Several trials have compared breast-conserving surgery plus postoperative radiotherapy with breast-conserving surgery alone, and all have shown an increased risk of local recurrence if radiotherapy is omitted but no difference in survival. One of the largest of these trials, the National Surgical Adjuvant Breast and Bowel Project (NSABP) B-06 study, which began in 1976 and included women with breast tumors up to 4 cm in diameter, showed that patients treated with lumpectomy alone had a rate of local recurrence of 39 percent after 20 years of follow-up, as compared with a rate of only 14 percent for those who also received radiotherapy.2 Standard practice has therefore been to provide radiotherapy after conservative surgery for all patients, making the goal of identifying women who may not need this additional treatment elusive.
Since these trials were started, imaging and tumor-localization techniques have improved, and the need for histologically clear resection margins to minimize the risk of local recurrence has been recognized. In addition, there is now widespread use of adjuvant medical therapy, including tamoxifen, which reduces the risk of local recurrence3 and improves survival. Against this changing background, two new trials reported in this issue of the Journal have reevaluated the need for radiotherapy after breast-conserving surgery.
The first trial, reported by Fyles and his Canadian colleagues, involved women 50 years of age or older.4 Despite the use of tamoxifen and a requirement of clear resection margins for all patients, the results reflect those of earlier trials.
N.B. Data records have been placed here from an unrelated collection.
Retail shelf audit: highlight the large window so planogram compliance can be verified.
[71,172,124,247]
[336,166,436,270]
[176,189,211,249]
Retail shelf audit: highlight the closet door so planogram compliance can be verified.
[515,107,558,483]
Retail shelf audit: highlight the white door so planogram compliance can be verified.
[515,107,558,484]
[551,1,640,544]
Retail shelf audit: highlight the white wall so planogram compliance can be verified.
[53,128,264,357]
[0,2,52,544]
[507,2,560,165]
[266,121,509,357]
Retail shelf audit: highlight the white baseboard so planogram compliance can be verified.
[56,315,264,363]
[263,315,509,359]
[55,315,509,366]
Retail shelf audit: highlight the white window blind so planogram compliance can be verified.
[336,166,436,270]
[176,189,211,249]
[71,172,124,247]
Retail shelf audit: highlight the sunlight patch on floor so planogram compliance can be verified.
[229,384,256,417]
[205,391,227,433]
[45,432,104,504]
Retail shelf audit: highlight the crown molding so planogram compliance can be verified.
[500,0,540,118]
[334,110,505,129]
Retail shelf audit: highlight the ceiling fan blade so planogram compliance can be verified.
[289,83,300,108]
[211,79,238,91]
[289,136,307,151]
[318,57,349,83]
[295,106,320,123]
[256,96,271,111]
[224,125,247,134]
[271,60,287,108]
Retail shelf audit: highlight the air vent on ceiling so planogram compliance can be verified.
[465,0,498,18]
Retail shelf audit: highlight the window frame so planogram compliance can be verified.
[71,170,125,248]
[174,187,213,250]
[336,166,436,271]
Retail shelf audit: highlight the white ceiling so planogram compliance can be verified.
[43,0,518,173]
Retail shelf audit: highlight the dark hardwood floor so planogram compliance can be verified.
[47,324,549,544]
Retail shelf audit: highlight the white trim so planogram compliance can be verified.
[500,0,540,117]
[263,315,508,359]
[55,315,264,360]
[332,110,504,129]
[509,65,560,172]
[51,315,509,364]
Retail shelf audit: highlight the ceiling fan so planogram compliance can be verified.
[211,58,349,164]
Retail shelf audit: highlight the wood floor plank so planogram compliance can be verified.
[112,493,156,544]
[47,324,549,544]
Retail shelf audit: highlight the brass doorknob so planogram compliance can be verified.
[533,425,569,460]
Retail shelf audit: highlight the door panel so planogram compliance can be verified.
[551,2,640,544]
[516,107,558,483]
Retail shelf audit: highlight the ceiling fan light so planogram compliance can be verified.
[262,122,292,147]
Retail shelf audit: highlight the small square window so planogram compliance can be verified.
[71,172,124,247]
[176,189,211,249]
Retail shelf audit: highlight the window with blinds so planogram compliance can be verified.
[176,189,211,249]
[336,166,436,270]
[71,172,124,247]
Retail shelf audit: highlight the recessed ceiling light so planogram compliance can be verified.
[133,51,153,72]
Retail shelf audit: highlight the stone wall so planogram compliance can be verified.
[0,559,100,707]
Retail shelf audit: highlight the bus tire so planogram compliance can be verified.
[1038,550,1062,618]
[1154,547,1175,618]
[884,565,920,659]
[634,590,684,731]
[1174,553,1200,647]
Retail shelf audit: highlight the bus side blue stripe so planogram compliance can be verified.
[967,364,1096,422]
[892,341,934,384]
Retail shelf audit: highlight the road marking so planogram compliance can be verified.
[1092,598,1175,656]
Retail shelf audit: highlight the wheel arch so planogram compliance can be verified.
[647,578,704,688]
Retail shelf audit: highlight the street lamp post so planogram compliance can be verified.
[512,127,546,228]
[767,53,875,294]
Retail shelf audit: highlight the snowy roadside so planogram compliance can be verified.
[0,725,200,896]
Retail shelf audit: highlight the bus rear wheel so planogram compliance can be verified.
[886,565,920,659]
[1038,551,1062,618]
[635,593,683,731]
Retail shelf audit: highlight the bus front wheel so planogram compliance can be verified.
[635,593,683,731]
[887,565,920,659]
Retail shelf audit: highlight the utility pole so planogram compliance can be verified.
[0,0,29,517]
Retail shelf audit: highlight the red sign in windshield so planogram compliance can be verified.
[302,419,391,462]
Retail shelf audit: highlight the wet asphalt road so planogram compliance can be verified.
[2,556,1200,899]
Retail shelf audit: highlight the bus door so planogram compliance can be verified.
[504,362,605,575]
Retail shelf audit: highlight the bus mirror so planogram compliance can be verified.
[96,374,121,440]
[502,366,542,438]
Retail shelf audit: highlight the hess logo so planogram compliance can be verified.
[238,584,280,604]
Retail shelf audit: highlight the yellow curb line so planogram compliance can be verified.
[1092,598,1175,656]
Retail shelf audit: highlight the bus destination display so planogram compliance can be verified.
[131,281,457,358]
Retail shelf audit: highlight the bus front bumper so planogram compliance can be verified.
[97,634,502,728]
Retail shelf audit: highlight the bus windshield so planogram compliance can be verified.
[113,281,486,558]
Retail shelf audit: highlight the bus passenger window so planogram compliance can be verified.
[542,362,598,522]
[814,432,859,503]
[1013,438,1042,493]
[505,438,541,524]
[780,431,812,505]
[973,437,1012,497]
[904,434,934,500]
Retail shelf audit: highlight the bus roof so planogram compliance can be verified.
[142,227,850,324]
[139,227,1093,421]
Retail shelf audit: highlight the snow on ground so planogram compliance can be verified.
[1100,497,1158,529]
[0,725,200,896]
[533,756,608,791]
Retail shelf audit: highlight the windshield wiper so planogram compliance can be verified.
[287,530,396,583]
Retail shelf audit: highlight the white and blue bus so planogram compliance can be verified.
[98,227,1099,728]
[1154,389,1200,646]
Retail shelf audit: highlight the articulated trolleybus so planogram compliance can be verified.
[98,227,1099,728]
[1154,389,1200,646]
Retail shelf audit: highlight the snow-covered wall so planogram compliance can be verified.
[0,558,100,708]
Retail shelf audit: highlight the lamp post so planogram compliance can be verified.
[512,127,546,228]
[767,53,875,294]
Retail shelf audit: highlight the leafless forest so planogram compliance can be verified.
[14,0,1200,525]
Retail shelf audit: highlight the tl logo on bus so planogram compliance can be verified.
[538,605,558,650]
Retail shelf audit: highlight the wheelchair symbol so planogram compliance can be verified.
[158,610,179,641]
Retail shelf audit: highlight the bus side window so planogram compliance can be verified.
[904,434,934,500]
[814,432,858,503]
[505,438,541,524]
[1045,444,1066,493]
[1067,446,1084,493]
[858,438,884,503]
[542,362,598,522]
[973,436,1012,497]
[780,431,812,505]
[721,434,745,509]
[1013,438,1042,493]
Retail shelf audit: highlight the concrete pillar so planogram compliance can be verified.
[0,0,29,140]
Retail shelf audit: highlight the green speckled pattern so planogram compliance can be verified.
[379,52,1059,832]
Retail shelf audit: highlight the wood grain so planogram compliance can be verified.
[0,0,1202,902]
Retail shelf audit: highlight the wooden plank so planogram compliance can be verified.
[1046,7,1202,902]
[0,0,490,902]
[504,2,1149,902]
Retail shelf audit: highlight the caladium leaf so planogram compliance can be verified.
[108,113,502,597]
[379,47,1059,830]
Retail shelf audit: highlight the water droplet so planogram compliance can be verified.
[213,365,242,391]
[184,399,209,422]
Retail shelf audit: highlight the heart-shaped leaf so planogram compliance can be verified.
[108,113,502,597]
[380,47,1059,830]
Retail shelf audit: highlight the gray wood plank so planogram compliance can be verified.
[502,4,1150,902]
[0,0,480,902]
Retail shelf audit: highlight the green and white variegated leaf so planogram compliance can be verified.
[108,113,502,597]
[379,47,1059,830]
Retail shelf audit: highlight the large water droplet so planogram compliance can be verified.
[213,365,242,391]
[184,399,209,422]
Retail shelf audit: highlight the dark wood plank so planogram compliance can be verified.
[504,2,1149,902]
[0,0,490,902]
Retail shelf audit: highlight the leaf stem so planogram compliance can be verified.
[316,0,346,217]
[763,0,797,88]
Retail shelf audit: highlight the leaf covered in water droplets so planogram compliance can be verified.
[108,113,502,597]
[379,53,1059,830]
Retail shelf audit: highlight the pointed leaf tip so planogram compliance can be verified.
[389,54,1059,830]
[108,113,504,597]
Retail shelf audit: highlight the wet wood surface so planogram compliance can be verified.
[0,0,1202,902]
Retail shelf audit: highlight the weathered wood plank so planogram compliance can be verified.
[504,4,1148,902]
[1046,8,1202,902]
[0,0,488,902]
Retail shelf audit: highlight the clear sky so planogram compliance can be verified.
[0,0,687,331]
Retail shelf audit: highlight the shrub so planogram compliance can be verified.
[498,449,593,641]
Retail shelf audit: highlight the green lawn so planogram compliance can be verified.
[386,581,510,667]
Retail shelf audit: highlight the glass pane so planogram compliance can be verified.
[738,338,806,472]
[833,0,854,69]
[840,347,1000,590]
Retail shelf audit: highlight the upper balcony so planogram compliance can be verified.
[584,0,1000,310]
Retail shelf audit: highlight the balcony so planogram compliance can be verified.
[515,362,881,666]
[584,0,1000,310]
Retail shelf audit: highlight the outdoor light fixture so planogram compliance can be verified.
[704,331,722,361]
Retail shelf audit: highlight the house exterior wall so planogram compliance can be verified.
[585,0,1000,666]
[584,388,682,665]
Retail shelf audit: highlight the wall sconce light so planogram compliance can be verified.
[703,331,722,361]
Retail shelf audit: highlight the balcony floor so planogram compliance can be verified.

Women who did not receive breast radiotherapy had a significantly higher rate of local relapse at five years than those who did (7.7 percent vs. 0.6 percent), with no significant differences in the rates of distant relapse, overall survival, or death from breast cancer. The trial design could be called into question for including women with tumors as large as 5 cm in diameter and for not requiring a hormone-receptor–positive status as a criterion for eligibility. Even allowing for this approach, a planned analysis of women with estrogen-receptor–positive tumors no more than 2 cm in diameter still showed a significant and clinically relevant reduction in the rate of local relapse for those treated with radiotherapy; after eight years this rate was 3.6 percent in the group given tamoxifen plus radiotherapy and 15.2 percent in the group given tamoxifen alone. These results reinforce findings from another recent trial — the NSABP B-21 study — in which the addition of radiotherapy to lumpectomy and tamoxifen for tumors that were 1 cm in diameter or less significantly reduced the risk of local recurrence.5
The second Cancer and Leukemia Group B (CALGB) C9343 trial, reported by Hughes et al.,6 was more restrictive. It included only women 70 years of age or older who had tumors that were positive for estrogen receptors (or had an unknown receptor status) and were no greater than 2 cm in diameter. Such women represent a large subgroup (approximately 40,000 women annually) of patients with breast cancer in the United States on the basis of data from the Surveillance, Epidemiology, and End-Results Program,7 and results in this group have important implications concerning the use of medical resources. Paradoxically, women 70 years of age or older were specifically excluded from some of the earlier trials, including the NSABP B-06 trial. The CALGB trial also showed a significant increase in the five-year rate of local or regional recurrence among women treated with lumpectomy and tamoxifen alone, as compared with women who also received radiotherapy. In contrast to the results of other trials, however, the absolute difference was small (4 percent vs. 1 percent), and there were no significant differences in the subsequent need for mastectomy, the risk of distant metastases, or survival between the two groups.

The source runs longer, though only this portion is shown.